The catch: A lot of students think bankruptcy always means a business shuts down, but Chapter 11 exists exactly to stop that outcome in many cases.

This topic also shows up in online course review pages, college credit planning, and ace nccrs credit discussions because bankruptcy law sits inside broader business law coursework. If you study online, you will keep seeing the same split: liquidation, reorganization, or repayment. That split drives the legal result more than the debt amount does.
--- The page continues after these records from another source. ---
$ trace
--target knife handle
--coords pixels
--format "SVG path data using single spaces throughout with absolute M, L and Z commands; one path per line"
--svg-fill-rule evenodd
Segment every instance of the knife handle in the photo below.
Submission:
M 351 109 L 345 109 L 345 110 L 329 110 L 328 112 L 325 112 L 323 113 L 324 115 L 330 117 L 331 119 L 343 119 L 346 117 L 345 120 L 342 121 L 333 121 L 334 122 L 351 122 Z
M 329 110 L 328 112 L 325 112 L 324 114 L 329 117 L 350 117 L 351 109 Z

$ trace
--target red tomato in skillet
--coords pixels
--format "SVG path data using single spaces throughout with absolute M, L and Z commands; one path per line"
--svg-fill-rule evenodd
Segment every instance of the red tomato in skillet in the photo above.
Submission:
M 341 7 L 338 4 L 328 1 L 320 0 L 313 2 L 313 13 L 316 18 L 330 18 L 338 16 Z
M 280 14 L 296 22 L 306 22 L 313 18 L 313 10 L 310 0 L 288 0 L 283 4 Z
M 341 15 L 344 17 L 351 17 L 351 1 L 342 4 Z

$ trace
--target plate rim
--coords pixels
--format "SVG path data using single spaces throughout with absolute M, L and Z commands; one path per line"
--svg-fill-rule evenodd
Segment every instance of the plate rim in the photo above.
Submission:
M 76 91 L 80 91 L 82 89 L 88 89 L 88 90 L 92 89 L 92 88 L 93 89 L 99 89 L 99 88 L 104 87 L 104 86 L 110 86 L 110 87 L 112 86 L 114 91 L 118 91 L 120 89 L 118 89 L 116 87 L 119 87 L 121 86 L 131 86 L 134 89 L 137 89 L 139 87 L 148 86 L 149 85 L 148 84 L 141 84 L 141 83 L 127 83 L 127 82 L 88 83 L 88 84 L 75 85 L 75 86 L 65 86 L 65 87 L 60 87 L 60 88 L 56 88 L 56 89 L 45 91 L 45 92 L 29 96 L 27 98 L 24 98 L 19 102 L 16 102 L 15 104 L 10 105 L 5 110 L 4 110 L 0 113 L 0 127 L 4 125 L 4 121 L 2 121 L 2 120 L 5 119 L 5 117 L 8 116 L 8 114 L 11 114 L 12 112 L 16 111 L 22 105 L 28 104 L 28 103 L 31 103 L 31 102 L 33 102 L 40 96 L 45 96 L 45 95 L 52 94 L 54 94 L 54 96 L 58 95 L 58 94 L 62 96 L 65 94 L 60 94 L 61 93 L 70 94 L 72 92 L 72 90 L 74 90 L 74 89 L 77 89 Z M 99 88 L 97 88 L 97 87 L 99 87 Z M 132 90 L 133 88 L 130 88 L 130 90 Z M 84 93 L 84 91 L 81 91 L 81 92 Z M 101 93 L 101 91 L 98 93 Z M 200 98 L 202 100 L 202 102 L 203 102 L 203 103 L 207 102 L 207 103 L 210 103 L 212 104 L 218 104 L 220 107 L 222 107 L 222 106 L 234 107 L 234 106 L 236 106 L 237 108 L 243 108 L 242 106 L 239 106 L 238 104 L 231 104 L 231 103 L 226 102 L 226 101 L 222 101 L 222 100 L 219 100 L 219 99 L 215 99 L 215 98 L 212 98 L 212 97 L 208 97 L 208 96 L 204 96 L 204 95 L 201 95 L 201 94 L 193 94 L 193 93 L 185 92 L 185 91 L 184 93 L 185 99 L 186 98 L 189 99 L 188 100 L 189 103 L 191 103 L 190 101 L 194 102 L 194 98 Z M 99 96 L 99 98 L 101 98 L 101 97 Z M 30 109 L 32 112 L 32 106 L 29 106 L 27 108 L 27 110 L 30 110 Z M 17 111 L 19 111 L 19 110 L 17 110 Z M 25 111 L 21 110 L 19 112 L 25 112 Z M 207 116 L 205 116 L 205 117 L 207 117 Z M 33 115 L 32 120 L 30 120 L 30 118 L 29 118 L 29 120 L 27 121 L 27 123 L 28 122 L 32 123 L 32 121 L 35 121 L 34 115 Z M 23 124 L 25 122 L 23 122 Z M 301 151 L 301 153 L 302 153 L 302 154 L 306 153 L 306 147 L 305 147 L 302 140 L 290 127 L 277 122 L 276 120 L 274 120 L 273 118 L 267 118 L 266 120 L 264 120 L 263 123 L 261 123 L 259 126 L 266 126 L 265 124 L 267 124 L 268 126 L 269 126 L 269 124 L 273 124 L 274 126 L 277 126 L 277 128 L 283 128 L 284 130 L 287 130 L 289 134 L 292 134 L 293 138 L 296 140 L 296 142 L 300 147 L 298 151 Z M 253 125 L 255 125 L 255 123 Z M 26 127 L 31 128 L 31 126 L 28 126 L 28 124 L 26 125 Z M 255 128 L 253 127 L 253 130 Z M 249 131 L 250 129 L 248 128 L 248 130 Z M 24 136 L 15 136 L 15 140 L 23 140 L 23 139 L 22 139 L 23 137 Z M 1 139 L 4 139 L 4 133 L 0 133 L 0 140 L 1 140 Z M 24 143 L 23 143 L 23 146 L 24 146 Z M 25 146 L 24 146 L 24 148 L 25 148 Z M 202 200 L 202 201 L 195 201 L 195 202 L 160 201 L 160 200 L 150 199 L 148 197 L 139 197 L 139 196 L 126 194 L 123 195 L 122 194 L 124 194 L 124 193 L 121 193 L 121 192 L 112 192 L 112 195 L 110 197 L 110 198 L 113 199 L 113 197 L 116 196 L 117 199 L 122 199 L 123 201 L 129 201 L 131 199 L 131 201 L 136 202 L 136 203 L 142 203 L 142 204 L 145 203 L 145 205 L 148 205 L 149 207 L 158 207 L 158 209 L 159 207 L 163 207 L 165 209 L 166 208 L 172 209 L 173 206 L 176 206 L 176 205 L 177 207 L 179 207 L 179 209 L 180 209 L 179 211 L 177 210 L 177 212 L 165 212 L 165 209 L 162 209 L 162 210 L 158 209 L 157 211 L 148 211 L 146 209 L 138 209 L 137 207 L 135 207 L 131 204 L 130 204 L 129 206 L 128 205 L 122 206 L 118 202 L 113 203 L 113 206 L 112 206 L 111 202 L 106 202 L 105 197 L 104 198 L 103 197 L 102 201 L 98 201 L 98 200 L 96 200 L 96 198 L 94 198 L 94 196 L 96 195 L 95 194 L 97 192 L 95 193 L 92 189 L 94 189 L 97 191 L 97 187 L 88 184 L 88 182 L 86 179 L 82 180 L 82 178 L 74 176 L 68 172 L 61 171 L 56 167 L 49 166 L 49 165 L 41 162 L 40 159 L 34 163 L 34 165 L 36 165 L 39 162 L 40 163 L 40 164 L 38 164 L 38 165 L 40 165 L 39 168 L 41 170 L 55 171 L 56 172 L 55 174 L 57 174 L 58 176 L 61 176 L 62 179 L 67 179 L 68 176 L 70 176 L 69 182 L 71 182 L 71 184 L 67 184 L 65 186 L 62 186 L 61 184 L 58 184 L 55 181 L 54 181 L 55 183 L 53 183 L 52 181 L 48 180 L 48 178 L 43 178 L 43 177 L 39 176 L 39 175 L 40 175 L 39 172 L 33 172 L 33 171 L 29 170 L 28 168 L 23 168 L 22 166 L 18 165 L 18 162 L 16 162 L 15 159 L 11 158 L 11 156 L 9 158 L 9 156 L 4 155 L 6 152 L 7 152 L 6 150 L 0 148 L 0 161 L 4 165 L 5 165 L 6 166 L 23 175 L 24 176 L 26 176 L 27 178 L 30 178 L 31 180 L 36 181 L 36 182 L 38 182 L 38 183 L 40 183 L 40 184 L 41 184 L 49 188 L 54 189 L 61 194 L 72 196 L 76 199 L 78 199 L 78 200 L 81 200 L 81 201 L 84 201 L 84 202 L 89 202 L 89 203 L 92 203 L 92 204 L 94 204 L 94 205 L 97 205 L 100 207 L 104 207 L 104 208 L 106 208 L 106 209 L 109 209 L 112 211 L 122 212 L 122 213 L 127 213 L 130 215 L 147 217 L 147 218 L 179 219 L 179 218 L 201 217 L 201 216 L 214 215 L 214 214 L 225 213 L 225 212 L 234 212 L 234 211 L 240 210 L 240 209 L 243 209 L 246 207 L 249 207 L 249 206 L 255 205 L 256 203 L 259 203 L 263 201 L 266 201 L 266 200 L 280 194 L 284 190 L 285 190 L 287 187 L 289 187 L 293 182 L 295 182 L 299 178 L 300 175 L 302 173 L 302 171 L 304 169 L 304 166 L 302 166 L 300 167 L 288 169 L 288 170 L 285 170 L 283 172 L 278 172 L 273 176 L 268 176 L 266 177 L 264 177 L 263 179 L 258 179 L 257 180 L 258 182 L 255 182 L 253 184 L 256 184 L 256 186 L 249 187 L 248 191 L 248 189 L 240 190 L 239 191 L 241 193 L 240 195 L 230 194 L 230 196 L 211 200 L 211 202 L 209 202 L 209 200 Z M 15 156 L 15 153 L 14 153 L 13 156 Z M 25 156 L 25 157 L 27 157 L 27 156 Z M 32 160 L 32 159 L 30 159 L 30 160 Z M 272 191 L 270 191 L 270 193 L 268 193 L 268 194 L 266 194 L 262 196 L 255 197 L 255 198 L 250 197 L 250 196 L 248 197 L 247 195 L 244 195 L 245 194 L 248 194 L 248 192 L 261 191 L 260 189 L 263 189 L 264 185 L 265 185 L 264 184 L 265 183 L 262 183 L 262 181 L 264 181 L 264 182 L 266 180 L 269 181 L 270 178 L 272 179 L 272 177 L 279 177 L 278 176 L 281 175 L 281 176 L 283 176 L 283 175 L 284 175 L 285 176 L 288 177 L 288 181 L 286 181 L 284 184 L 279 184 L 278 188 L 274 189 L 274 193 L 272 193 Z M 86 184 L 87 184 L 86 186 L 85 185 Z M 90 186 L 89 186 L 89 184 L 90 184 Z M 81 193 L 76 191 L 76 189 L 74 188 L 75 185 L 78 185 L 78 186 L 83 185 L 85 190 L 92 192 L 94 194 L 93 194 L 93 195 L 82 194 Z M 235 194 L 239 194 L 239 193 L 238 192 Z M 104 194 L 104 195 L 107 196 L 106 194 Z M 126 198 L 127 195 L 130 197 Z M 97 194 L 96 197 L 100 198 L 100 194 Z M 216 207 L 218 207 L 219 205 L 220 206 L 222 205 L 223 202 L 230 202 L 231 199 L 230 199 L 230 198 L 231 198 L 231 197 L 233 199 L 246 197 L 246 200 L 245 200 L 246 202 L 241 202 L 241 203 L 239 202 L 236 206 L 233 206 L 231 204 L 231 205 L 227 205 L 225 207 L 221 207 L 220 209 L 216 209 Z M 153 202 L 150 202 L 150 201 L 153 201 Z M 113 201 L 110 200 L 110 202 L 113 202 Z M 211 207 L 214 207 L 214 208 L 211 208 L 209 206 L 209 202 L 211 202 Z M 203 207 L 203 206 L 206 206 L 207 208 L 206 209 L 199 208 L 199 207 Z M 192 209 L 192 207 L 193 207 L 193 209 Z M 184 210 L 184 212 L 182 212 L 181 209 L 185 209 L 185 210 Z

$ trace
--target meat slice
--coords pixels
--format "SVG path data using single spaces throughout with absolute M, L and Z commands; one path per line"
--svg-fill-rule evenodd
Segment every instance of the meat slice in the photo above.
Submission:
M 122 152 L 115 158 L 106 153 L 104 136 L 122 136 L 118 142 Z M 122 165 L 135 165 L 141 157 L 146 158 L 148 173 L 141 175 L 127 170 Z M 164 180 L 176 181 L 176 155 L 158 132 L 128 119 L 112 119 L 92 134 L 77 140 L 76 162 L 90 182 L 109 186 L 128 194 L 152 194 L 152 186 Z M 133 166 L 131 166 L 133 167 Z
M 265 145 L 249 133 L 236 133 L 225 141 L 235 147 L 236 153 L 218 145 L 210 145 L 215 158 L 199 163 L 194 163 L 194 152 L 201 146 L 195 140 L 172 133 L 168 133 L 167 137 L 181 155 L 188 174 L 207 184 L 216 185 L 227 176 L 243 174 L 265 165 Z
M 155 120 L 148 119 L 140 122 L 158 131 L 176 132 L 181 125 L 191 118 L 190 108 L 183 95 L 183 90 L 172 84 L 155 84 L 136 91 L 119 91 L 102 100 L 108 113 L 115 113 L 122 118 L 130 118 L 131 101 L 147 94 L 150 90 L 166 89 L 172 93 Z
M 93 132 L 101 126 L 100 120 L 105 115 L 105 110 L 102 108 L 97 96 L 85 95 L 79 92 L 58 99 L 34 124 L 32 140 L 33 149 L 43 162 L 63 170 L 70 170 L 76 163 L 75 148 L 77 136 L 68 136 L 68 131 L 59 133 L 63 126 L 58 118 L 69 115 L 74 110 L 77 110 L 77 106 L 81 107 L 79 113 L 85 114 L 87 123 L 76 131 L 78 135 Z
Frequently Asked Questions about Bankruptcy Types

Final Thoughts on Bankruptcy Types

The three chapters do not just sort debt. They sort outcomes. Chapter 7 wipes out many unsecured debts but can cost the debtor nonexempt property. Chapter 11 keeps a business alive while it renegotiates debt under court control. Chapter 13 lets an individual protect assets by paying over 36 to 60 months. That is why the common student mistake causes trouble. If you treat bankruptcy as one bucket, you miss the real question: does the filing liquidate, reorganize, or stretch payments over time? That one question changes the whole case. It changes who stays in charge. It changes what creditors can grab. It changes whether the debtor gets a fast discharge or a long repayment order. A business law student should remember the chapters in this order: Chapter 7 for liquidation, Chapter 11 for reorganization, Chapter 13 for individual repayment. Those are not just labels. They are the legal tools courts use when a debtor runs out of room and needs a formal reset. If you want to study this topic well, keep one clean chart beside your notes and test yourself with real facts: 3 chapters, 2 main goals, 1 legal outcome at a time. Then read a case and ask which chapter fits the facts before you look at the answer.